Other data leakage risks

One third of the LlamaIndex instances were operational and allowed unauthenticated access. Simple prompts resulted in them divulging whatever information they had been provided. For example, asking “what are you?” would cause the bot to respond with contextual information to guide further queries.

*Chatbot sharing its purpose with minimal prompting. I actually drive a Jetta, not a Jaguar F-PACE. That information is coming from a document uploaded by the system’s operator.*

In some cases, the bots would provide their reference documents directly; in others, they would state they could not provide the documents but would answer any questions using the information in them.

In fact, the bots were quite adept at using all available information to try to find answers to questions. For example, when I asked what year a document was from, it responded that there was no specific date in the document, but that the filename contained a number that matched a DDMMYYYY date format, likely indicating the file was from April 2025. That chain of reasoning is exactly what we would have done if we had access to the file itself.

*Example of app that won’t share the document but will propose questions guiding its disclosure.*

Expanded attack surface risks

A less severe risk, but one that can contribute to a loss of data confidentiality, is exposing LlamaIndex apps intended for internal use to the internet at all, thereby allowing attackers to attempt to authenticate or exploit vulnerabilities. Ideally, internal chatbots would only be available from a company’s network.

Running chatbots on their own public IP increases a company’s attack surface and the overhead to maintain it. If user account or API credentials were compromised, then attackers would be able to access the data. With identity-based attacks among the biggest contributors to data breaches in 2024, that’s not far-fetched.

*Publicly accessible login page for a LlamaIndex application.*

Conclusion

LlamaIndex is fundamentally similar to other LLM chat interfaces, with some differences in its market position that lead to differences in its internet footprint. When exposed to the internet, those instances are then available for attackers to attempt to access; when they are configured without authentication, they are directly accessible to prompting. Depending on the particulars of instance configuration, data loaded into an exposed LlamaIndex may be directly accessible or extractable through prompting. The concerns of AI data leakage are observable in the wild in these instances and worth the attention of security teams.

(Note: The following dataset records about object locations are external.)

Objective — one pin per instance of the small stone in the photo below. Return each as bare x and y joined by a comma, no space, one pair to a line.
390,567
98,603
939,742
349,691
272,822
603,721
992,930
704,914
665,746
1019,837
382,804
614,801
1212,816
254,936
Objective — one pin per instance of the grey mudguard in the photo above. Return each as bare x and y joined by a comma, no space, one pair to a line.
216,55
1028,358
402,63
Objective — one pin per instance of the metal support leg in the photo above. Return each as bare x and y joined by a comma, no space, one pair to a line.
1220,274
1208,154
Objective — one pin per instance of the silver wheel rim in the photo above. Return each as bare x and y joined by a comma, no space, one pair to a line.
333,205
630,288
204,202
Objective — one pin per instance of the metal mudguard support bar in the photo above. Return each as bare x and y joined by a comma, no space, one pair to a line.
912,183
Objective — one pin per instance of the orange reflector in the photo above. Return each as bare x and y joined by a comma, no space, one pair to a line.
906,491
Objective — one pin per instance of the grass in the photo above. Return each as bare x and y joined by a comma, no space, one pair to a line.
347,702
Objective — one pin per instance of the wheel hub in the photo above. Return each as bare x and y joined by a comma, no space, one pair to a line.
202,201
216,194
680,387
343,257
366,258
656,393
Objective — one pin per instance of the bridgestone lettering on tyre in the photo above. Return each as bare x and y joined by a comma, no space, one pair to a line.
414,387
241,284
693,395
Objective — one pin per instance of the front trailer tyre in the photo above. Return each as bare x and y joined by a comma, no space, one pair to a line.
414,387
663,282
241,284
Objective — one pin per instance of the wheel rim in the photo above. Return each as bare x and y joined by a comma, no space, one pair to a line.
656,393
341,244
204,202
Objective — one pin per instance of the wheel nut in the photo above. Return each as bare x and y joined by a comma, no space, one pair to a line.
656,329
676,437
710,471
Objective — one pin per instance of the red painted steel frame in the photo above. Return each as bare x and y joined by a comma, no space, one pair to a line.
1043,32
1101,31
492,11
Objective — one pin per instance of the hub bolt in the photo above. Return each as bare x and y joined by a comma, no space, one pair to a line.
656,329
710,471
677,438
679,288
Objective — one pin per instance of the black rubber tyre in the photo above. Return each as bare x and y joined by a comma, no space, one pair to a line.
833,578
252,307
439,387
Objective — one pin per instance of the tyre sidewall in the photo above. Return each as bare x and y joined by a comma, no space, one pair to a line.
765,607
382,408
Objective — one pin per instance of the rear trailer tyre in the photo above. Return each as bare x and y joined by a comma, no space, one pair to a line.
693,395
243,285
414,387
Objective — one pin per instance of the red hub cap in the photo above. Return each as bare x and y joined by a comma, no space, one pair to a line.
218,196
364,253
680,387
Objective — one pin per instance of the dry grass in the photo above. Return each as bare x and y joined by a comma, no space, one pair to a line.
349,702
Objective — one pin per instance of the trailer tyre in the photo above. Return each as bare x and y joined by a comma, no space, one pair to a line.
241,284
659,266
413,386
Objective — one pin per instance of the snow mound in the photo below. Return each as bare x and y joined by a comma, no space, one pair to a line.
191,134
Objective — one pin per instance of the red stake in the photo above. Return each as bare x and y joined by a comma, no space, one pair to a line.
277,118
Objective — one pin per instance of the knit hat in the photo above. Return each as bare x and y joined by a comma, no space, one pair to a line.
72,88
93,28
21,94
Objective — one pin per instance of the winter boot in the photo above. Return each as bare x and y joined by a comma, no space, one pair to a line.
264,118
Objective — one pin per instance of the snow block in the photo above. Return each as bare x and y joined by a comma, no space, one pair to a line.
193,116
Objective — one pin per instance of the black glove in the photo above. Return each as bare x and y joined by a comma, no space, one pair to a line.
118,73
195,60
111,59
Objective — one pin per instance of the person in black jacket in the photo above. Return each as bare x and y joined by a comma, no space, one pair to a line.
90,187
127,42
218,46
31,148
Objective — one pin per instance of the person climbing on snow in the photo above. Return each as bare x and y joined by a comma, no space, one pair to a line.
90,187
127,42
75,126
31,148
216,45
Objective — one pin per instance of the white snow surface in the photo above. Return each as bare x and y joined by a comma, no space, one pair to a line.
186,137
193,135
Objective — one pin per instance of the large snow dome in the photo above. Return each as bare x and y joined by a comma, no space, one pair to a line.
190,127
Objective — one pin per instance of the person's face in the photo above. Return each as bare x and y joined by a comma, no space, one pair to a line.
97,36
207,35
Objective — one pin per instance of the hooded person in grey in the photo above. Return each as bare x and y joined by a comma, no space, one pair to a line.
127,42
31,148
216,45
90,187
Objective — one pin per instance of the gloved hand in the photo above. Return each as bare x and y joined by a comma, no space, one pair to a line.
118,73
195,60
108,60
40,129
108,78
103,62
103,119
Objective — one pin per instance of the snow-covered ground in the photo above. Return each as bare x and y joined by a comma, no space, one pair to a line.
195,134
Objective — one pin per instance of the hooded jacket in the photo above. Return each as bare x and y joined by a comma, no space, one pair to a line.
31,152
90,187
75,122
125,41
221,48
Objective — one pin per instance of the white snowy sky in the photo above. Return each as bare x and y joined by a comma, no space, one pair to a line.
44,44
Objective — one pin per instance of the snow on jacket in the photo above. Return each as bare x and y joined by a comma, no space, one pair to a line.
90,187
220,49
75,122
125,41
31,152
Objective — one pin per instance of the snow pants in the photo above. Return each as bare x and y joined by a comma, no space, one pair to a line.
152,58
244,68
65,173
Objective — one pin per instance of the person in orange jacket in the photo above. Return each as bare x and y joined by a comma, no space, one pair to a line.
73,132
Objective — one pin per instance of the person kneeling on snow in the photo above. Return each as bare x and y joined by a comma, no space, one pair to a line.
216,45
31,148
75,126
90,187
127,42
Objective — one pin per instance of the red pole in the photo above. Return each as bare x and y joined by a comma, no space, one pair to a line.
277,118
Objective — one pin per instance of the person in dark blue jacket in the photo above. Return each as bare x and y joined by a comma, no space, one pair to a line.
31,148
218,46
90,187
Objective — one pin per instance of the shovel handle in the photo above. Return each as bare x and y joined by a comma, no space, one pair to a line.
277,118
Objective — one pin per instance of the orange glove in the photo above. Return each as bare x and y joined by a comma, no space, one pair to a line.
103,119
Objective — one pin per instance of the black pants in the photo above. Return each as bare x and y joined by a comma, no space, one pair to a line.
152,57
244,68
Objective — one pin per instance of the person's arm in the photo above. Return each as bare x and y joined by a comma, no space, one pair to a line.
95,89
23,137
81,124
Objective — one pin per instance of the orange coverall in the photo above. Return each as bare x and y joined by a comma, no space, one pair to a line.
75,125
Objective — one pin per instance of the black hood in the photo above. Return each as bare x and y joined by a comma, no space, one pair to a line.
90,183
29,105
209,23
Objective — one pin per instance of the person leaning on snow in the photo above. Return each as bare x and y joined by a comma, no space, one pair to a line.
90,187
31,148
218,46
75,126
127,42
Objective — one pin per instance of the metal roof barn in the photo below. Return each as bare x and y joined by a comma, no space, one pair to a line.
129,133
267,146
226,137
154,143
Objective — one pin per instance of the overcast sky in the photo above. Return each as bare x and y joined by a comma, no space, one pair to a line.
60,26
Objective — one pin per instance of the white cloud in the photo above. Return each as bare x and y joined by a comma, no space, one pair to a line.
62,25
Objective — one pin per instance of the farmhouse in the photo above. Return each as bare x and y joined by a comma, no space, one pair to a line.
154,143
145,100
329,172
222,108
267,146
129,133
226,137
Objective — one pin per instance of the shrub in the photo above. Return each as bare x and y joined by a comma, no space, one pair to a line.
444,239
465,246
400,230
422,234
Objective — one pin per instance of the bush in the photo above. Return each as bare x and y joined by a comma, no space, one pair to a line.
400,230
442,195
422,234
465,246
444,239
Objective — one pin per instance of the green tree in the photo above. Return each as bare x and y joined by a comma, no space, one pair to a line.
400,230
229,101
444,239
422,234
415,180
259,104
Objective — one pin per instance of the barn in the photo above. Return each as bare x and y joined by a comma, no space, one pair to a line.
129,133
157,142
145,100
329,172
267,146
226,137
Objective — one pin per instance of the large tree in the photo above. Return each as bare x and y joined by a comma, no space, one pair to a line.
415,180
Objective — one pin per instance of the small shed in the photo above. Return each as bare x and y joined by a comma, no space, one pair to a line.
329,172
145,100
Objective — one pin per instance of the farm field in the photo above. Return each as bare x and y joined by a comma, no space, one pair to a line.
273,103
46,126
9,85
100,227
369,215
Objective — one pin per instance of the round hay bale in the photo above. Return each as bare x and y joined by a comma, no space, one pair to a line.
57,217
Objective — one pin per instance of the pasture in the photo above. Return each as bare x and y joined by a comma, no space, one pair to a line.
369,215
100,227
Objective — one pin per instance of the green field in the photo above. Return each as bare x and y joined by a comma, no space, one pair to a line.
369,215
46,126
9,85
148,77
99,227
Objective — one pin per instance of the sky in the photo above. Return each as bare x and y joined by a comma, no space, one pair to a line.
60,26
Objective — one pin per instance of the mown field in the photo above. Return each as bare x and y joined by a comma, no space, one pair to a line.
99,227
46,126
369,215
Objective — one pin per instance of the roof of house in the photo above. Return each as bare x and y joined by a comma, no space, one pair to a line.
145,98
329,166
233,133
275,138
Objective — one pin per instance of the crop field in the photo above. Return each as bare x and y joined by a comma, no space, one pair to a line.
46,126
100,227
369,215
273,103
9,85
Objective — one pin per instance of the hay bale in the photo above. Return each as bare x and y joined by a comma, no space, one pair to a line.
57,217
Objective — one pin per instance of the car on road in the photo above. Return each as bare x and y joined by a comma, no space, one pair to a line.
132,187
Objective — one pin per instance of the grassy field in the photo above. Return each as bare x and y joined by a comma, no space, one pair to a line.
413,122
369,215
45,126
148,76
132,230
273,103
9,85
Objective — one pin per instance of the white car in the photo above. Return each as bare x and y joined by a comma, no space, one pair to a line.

The observable leaks in self-hosted LlamaIndex instances should not be seen as a vulnerability in this software; in fact they might be one of the best selling points for the LlamaCloud service. Self-hosted software is a persistent problem in vulnerability management, as each organization running self-hosted software is responsible for applying their own updates. When new vulnerabilities are discovered, the companies running managed instances patch them quickly, while those choosing to host it themselves often lag behind. We have seen this pattern for years with Atlassian products, where accounts running in Atlassian Cloud are secure while vulnerabilities are actively exploited for self-hosted instances. Similarly, the recent NextJS vulnerability was quickly patched by Vercel for all instances under their management while exploitation continued for those outside their reach. One of the things you pay for with a managed service is security, which is typically money well spent.

Securing LlamaIndex apps under your organization's control is an important part of avoiding data loss, but the challenge extends beyond your own attack surface. As observed in the leak of HR data, the risk of data leakage is also a supply chain risk to be addressed by monitoring vendors' footprint and auditing their security controls. And beyond your known supply chain are the shadow IT apps where the allure of AI may tempt employees into sharing confidential data. Addressing the challenges presented by AI leaks requires both continued research into these new sources of risk, and a coordinated approach to detection and response.